Shell evacuated about 400 nonessential workers from its offshore oil-production sites in the Gulf on Wednesday, expecting that Gustav would gain strength over the warm, deep waters of the Gulf of Mexico later in the week. Shell began shutdown procedures Thursday for some of its sub-sea drilling units in the deeper Gulf waters that take longer to secure ahead of storms.
"We are working toward a full evacuation of Shell-operated assets in the Gulf," Shell said in a statement Thursday, adding that by the end of Thursday at least 700 people will have been evacuated from Gulf production. "We expect to evacuate the remaining 600 personnel on Friday and Saturday."
The Gulf Coast contains the greatest cluster of oil refineries in the United States, mostly in Texas and Louisiana. Refiners are readying their emergency plans in case they have to drain massive tanks to prevent leakage during a major storm.
"The process is comparable to a trip-wire — if it takes a plant 36 hours to empty its tanks of inventory and fill them with water, and if the plant is in the storm arc 36.5 hours out, shutdown procedures are enacted," said Bill Holbrook, a spokesman for the National Petrochemical & Refiners Association in Washington, D.C. He added that "these kinds of events are different just about every time, and new variables can arise from the uncertainties that come with each storm."
Homeowners are also fretting about the coming storm. The good news: More homeowners across the Gulf region now have flood insurance than they did when Katrina and Rita struck within weeks of each other in 2005.
"We're better prepared to handle a catastrophe from an insurance point of view," said Mike Chaney, Mississippi's insurance commissioner, who also is the state's fire marshal.

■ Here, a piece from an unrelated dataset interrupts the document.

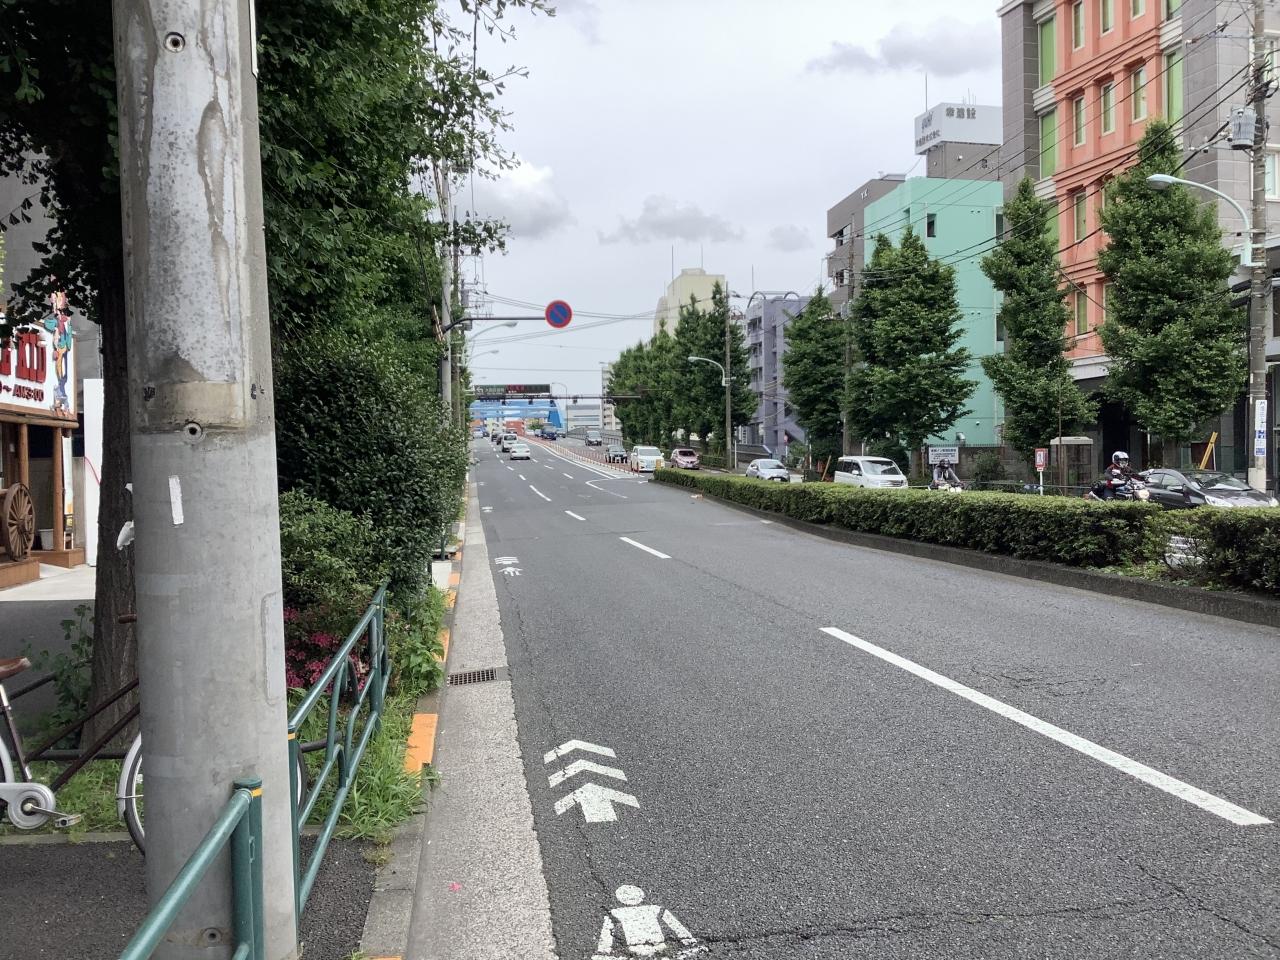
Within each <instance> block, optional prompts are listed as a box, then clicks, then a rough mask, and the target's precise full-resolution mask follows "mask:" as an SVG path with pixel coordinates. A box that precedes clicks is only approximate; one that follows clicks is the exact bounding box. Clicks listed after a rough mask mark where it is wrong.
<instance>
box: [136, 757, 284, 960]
mask: <svg viewBox="0 0 1280 960" xmlns="http://www.w3.org/2000/svg"><path fill="white" fill-rule="evenodd" d="M224 847H230V855H232V910H233V914H232V915H233V922H232V936H233V937H234V941H233V946H234V952H233V954H232V960H264V959H265V956H266V943H265V940H264V937H265V927H264V923H262V781H260V780H238V781H236V790H234V791H232V796H230V800H228V801H227V805H225V806H224V808H223V812H221V813H220V814H219V815H218V819H216V820H214V826H212V827H210V828H209V832H207V833H206V835H205V838H204V840H201V841H200V846H197V847H196V850H195V851H193V852H192V854H191V856H189V858H188V859H187V863H186V864H183V868H182V870H179V872H178V876H177V877H174V879H173V883H170V884H169V888H168V890H166V891H165V892H164V896H161V897H160V900H159V901H156V905H155V906H154V908H152V909H151V913H148V914H147V916H146V919H145V920H143V922H142V925H141V927H138V929H137V932H136V933H134V934H133V938H132V940H131V941H129V943H128V946H125V947H124V952H123V954H120V960H146V959H147V957H148V956H151V955H152V954H154V952H155V950H156V947H159V946H160V943H161V942H163V941H164V937H165V934H166V933H168V932H169V928H170V927H172V925H173V922H174V920H175V919H178V914H179V913H180V911H182V908H183V906H184V905H186V904H187V901H188V900H189V899H191V895H192V893H193V892H195V891H196V888H197V887H198V886H200V882H201V881H202V879H204V878H205V874H206V873H207V872H209V868H210V867H211V865H212V864H214V861H215V860H216V859H218V858H219V856H220V855H221V852H223V849H224Z"/></svg>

The insurance industry is pre-positioning claims adjusters and the state is preparing to move deputy fire chiefs and rescue personnel to coastal regions or neighboring states, depending on where Gustav eventually comes ashore.
"There are just a whole lot of little parts to this situation that I am better prepared to handle," Chaney said, cautioning that, "you are never prepared for a catastrophic event, but we are better prepared."
Still, there are likely to be plenty of insurance problems.
The Federal Emergency Management Agency said that although the number of households with flood insurance has risen sharply in some Gulf Coast states, the percentage of structures within flood hazard areas with insurance has actually fallen in Texas and Alabama and only held steady in Mississippi. Louisiana stands alone as showing progress on this score.
In August 2005, there were nearly 44,000 federal flood policies issued in Mississippi. As of June, that number had grown to nearly 78,000. But at the end of September 2005, about 23 percent of homes in flood zones had flood insurance; as of early this week that percentage remained virtually unchanged.
In Alabama, about 31 percent of properties within flood zones had flood-insurance policies in September 2005, while less than 26 percent of them do as of this week, according to FEMA. Texas boasted 44.5 percent coverage in September 2005, a figure that fell sharply to 36.5 percent as of this week.
Only Louisiana, hardest hit in 2005, showed marked improvement with about 56 percent of structures within flood zones having flood insurance today compared with less than 49 percent in September 2005.
"People think that if they survived Katrina they can survive anything. Maybe. Maybe not," said Margaret Cottrill, a FEMA spokeswoman in Atlanta.